陰茎を握る王子の手は、魔王の声に合わせて上下に激しく動いてしまい、快楽がせり上がってきました。
「シルワ、気持ち良いか?」
「あぁ、あ……きもち、いい……ッイく……イっちゃう……」
「イイ子だ、シルワ……中が締まって、感じているのが伝わってくる……可愛いな、もっと、私を感じて」
「ヒァッ、ああっ、感じる……レクス、レクス……だめ、また、イく……ぅ!」
声にならない叫びと共に、魔王の足先がビクビクと痙攣しています。
泣き声すら混じっているのに、王様は容赦なく魔王に腰をぶつけ、その度に魔王の身体が激しく震えました。

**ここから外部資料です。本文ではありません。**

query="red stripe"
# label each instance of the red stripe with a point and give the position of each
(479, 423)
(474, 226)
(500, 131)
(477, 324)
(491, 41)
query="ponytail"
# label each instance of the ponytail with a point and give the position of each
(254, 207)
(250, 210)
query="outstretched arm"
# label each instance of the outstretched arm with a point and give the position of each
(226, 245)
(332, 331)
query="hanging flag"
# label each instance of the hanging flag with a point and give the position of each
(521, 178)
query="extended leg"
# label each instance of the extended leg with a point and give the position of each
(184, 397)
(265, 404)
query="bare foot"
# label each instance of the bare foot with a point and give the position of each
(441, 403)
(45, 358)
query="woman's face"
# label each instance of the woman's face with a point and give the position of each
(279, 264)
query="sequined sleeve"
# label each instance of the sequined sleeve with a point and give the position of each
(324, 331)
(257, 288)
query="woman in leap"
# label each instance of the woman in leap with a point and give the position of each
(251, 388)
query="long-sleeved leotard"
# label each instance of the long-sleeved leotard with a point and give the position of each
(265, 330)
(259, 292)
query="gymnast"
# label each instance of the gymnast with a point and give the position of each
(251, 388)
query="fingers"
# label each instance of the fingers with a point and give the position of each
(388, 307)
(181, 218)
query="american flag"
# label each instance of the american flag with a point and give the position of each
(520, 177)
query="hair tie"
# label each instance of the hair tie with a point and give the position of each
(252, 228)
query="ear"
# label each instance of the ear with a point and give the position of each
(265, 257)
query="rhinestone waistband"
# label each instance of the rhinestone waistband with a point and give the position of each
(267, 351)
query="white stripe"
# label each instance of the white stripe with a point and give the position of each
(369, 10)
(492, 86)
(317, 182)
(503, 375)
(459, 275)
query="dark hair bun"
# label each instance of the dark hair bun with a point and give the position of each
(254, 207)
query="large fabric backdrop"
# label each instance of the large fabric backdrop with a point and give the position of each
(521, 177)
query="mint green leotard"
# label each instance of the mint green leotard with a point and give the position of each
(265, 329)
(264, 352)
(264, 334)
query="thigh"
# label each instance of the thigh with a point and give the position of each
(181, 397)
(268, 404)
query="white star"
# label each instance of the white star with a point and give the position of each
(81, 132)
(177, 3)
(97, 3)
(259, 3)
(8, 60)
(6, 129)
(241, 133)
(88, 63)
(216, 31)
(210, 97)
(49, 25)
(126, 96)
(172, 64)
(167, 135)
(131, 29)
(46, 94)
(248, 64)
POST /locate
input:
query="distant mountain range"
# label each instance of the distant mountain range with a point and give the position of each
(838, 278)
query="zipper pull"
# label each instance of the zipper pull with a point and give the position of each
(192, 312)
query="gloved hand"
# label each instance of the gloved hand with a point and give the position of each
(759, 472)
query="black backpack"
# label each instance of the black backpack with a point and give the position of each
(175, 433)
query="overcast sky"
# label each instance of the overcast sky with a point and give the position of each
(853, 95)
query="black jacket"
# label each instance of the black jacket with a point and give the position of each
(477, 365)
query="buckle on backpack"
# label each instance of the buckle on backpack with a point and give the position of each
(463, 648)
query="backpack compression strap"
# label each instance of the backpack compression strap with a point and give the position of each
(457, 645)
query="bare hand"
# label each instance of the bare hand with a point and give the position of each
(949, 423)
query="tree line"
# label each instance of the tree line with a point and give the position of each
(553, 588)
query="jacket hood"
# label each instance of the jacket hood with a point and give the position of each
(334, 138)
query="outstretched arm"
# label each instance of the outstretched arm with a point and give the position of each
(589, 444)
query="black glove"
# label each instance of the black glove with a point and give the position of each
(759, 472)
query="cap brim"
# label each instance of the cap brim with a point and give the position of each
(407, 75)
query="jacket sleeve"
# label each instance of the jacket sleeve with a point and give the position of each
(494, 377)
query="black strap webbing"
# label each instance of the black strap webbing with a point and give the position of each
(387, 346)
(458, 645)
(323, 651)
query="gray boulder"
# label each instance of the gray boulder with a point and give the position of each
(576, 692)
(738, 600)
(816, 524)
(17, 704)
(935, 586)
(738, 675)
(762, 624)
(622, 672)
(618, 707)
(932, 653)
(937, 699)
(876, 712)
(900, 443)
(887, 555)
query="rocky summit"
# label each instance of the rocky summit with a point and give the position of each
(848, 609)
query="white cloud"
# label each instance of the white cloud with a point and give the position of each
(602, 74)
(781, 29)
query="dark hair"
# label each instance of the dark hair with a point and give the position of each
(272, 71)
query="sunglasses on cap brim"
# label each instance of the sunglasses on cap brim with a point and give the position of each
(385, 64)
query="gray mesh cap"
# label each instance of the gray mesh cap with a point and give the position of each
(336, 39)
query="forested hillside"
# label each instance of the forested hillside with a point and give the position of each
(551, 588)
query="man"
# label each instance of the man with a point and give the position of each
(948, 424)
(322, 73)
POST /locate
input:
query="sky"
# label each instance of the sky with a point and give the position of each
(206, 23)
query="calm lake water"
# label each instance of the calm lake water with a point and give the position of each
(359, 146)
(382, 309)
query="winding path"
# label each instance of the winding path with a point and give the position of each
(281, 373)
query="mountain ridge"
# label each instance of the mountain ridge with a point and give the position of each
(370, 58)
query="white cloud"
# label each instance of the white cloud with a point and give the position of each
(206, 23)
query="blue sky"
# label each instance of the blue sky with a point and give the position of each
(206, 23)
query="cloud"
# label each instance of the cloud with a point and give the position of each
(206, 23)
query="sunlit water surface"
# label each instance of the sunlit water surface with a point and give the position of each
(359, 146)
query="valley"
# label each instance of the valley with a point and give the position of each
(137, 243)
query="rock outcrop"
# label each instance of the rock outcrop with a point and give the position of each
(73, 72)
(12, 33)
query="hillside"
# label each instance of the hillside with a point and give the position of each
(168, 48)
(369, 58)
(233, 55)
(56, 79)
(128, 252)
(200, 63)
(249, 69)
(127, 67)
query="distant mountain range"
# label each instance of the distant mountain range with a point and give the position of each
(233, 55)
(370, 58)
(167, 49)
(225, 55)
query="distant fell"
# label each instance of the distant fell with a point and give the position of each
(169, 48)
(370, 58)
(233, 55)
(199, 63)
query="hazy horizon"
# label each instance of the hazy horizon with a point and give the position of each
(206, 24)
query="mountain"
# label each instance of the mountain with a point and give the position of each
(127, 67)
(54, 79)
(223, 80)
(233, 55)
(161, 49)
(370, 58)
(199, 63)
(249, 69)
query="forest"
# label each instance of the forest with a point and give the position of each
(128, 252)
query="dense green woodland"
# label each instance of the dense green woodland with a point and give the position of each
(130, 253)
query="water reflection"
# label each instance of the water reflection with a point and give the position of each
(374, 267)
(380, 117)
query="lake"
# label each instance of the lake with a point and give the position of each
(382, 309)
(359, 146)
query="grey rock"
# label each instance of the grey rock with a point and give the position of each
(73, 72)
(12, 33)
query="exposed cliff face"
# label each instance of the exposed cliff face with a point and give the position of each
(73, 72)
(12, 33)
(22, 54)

王子は魔王を助けてあげなければいけないと思うのですが、気持ちに反し、瞬きも忘れて食い入るようにその姿を見つめて陰茎を擦り、何度も何度も射精を繰り返しました。
どれくらい時間が経ったのでしょう。
ベッドが軋む音と魔王の声が止むと、王様が言いました。
「そろそろアエラを迎える準備をしなければな。今日、会いに来る日だろう」
突如自分の名前を呼ばれ、王子は叫びそうになりましたが必死に声を抑えます。
荒い息遣いの魔王がゆっくりと体を起こしました。
「……ああ、最近授業を頑張っているから、課題を終わらせて随分と早く来てくれるようになった」
「ふふ。可愛くて、立派だろう」
そう言った王様は、王子に見せた事のない緩んだ表情をしていました。
王子は大変驚きました。王子はずっと王様の事を『無表情でどんな時も冷静でまるで機械のようだ』と思っていたからです。
数々の感情が王子を襲いましたが、一先ずこの場を離れて出直さなければいけないという判断はできました。

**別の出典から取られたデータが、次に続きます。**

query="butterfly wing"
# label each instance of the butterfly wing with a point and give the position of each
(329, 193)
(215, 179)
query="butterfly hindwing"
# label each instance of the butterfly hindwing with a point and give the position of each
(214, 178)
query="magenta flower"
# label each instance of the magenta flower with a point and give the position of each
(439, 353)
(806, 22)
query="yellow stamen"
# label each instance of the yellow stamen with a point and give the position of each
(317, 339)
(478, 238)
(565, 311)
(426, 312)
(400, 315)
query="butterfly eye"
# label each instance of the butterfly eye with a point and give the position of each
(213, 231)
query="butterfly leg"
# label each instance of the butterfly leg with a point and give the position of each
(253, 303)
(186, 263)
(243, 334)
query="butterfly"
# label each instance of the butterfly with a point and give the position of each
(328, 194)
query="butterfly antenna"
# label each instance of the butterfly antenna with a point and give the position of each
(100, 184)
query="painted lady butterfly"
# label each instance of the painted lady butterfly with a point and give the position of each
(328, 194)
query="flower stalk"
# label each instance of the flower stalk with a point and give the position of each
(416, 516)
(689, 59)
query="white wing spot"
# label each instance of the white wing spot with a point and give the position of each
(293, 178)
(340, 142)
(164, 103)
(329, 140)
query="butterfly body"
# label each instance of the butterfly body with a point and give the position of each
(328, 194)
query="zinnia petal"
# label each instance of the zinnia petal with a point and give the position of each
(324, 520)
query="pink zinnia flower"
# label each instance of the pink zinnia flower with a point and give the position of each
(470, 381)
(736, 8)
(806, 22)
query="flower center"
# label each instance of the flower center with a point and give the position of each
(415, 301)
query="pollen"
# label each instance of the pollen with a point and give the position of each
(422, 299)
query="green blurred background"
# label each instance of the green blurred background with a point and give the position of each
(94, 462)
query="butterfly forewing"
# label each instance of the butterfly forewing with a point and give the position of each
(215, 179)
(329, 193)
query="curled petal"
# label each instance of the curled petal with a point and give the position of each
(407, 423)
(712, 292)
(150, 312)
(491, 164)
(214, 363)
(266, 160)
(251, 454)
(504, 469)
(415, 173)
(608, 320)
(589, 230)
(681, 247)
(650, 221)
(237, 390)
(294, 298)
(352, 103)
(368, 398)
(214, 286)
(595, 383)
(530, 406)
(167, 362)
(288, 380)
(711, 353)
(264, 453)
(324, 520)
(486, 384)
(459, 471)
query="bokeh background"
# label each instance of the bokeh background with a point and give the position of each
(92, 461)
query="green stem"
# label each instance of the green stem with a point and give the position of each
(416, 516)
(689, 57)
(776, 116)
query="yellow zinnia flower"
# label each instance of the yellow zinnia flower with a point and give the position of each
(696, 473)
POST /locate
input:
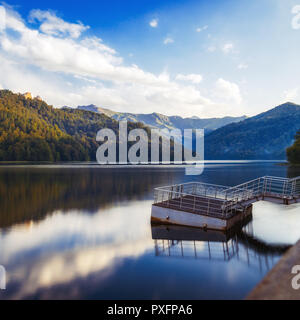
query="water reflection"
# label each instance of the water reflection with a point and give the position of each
(85, 233)
(31, 193)
(191, 243)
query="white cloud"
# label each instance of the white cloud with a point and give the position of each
(211, 49)
(242, 66)
(228, 47)
(200, 29)
(66, 67)
(2, 18)
(52, 25)
(153, 23)
(291, 94)
(228, 91)
(194, 78)
(168, 40)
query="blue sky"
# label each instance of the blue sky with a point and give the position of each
(207, 58)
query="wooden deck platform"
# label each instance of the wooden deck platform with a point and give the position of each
(220, 207)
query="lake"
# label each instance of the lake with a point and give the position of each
(81, 231)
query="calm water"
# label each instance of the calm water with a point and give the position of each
(82, 232)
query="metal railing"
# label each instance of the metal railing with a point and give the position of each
(220, 201)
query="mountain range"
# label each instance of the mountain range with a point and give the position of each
(157, 120)
(31, 130)
(265, 136)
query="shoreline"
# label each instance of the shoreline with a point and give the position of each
(277, 284)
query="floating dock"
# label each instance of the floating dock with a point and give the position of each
(216, 207)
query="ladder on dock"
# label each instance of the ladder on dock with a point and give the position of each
(223, 201)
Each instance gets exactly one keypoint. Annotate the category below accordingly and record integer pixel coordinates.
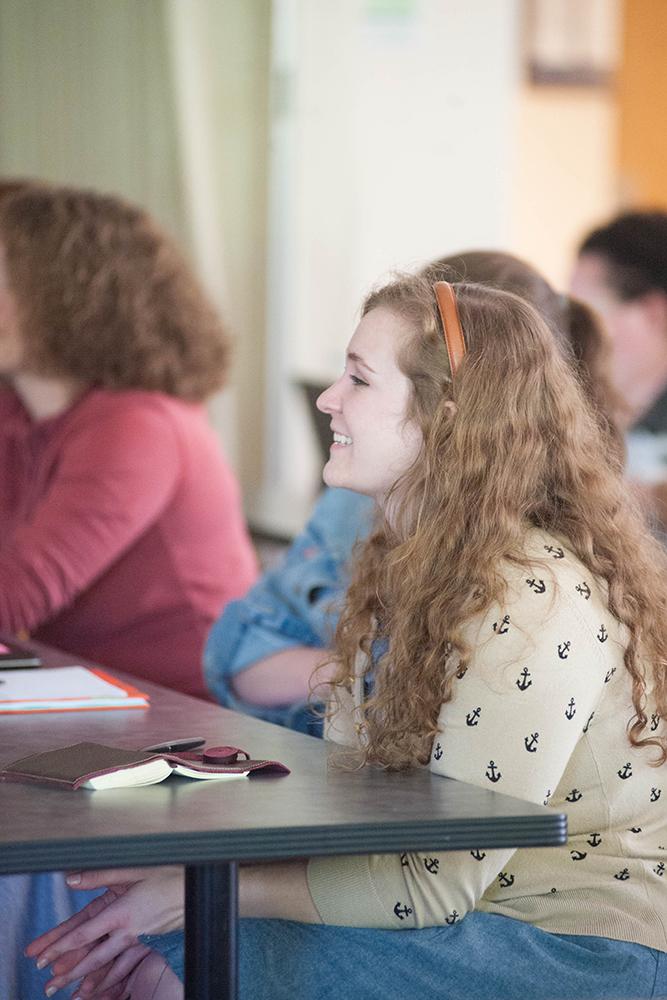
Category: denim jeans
(485, 957)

物音を立てないように王子は自室に帰り、下腹部を綺麗に拭き、衣服を着替えてしばらく時間を置いてから再び地下へ向かいました。
「やあ、いらっしゃいアエラ。来てくれて嬉しいよ」
笑顔で出迎えた魔王は、さっきまでの乱れた様子は一切残さずいつも通りです。
王子はこの一日で、大人には色んな顔があるのだと身をもって学んだのでした。